Acıların karanlığında yapayalnız kalan, hiç bir şey yapamadan siyaseti sorgulayan bir yarbayın sarf ettiği sözler mesela. Şehit Yüzbaşı Ali Alkan’ın cenazesinde olanlar. Ağabeyi Yarbay Mehmet Alkan’ın haklı olarak gündemi sorgulaması ile Aktroller tarafından linç edilmeye çalışılması hiç de insani bir durum değildir. Akıl almaz çirkin yöntemlerle saldıran kendilerini kurtarıcı zanneden, ama savaş olursa ilk önce kaçacak olan çatlak beyinler sosyal medya da savaş açtı adeta. ”Neden diye” soramaz mı insan. “Düne kadar çözüm diyenler, ne oldu da şimdi sonuna kadar ‘savaş’ deniyor?” diye sorgulanamaz mı?
Yaşanan acılar yok mu sayılıyor bu ülkede. Daha da ilerisi sizler delice anayasa dışı işler yaparken bizler de delice yasa dışı sorgulama yapamaz mıyız?

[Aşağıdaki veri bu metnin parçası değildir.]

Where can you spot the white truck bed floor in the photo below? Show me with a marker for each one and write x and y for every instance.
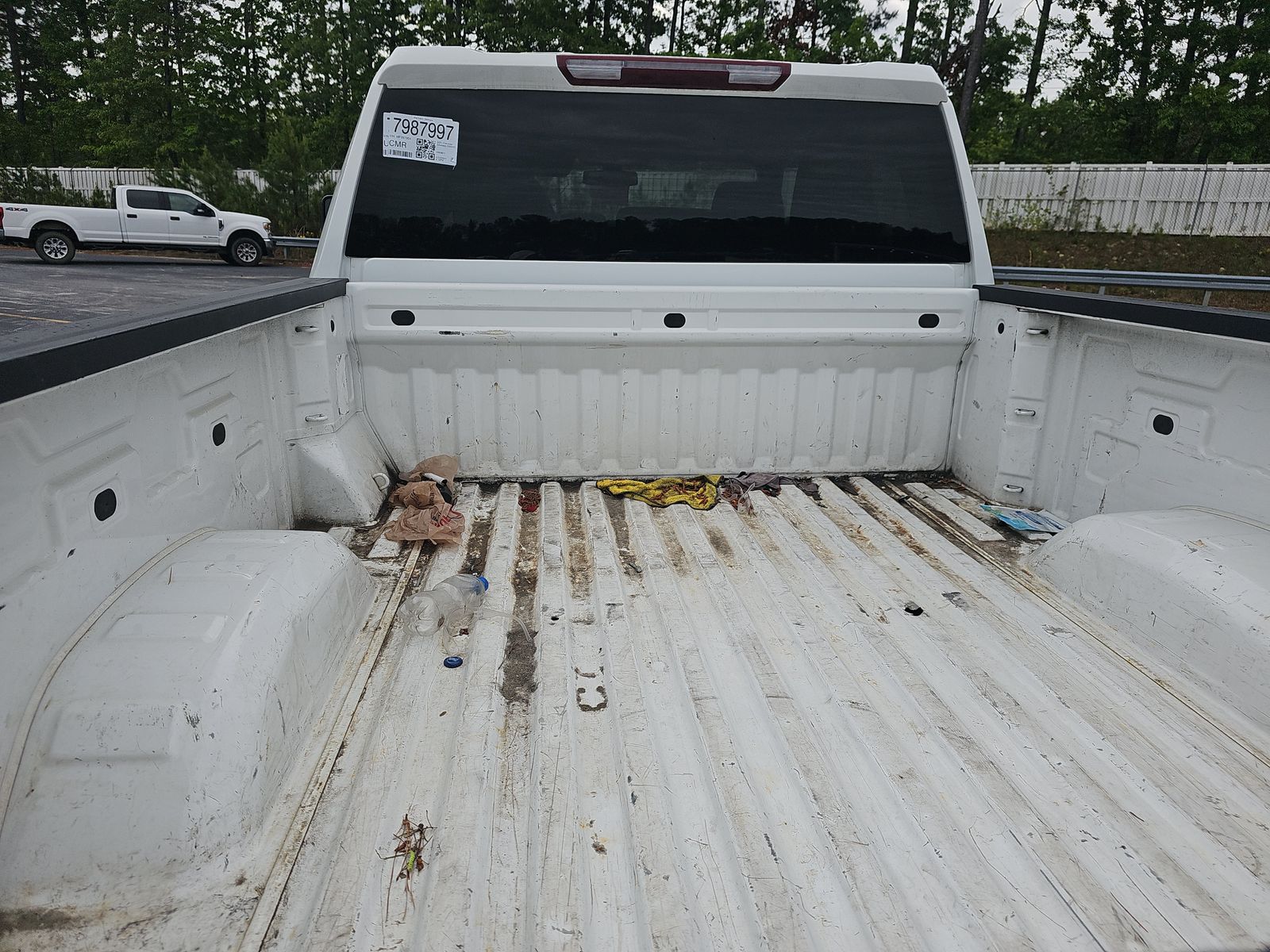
(732, 735)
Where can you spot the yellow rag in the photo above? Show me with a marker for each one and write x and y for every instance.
(698, 492)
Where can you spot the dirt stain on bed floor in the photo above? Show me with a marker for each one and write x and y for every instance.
(520, 653)
(577, 554)
(478, 536)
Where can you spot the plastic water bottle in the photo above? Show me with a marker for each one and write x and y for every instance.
(448, 607)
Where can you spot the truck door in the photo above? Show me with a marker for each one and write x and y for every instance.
(145, 216)
(190, 221)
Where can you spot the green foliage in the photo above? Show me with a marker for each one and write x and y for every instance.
(40, 187)
(201, 86)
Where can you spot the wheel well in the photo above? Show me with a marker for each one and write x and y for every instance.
(244, 232)
(54, 226)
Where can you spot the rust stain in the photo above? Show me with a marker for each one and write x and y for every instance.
(664, 524)
(578, 564)
(531, 498)
(478, 536)
(616, 509)
(520, 653)
(37, 919)
(603, 700)
(721, 545)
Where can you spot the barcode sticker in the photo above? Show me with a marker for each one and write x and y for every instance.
(421, 139)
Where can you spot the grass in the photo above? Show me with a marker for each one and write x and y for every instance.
(1142, 253)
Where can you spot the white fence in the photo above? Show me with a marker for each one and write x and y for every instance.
(1172, 200)
(87, 181)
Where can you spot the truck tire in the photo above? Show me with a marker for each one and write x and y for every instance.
(55, 248)
(245, 251)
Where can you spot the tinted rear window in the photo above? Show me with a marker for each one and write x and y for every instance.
(145, 198)
(664, 178)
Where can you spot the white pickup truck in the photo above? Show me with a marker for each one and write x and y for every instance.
(144, 217)
(856, 715)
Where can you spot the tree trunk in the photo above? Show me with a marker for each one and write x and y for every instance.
(1185, 80)
(948, 38)
(972, 67)
(19, 76)
(906, 54)
(1034, 70)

Komutanın yaşadığı acıları bertaraf edip olayı siyasal arenaya taşımaları oldukça tuhaf bir durum. Bir yandan acı çekenler gözler önündeyken diğer yandan kendisine fayda sağlamaya çalışanları görürsünüz en fazla. Bir çok şeyi hayat devam ediyor diye es geçtiğimizin farkında değiliz. Hayatı devama zorlayan şartların altındaki ironi, ülkemizde sanki insanca yaşamayı, insanı duyguları kaybetmemiz isteniyor gibi… Bırakın cenaze yakınları acılarını paylaşsın, zamanla acılar evrimleşiyor olsa da en çok onlar çekiyor bu kederi. Bizim payımıza düşen de; insan olmanın var olmanın, ruhen acıları kederi yaşamanın, paylaşmanın evrenselliği… Her acı aynı, her dert birbirine benzer insanlar arasında.
Bizler ne kadar gerçekleri es geçebiliyorsak da bütün bu olan bitenler yaşanıyor ne yazık kı ülkemizde. Yalanlar yalanlar. Acı, keder. Bıkkınlık. Yalnızlık. Hayal kırıklığı. Nefret. Öfke... Ülkemiz düşüşe geçti. Ama ne düşüş!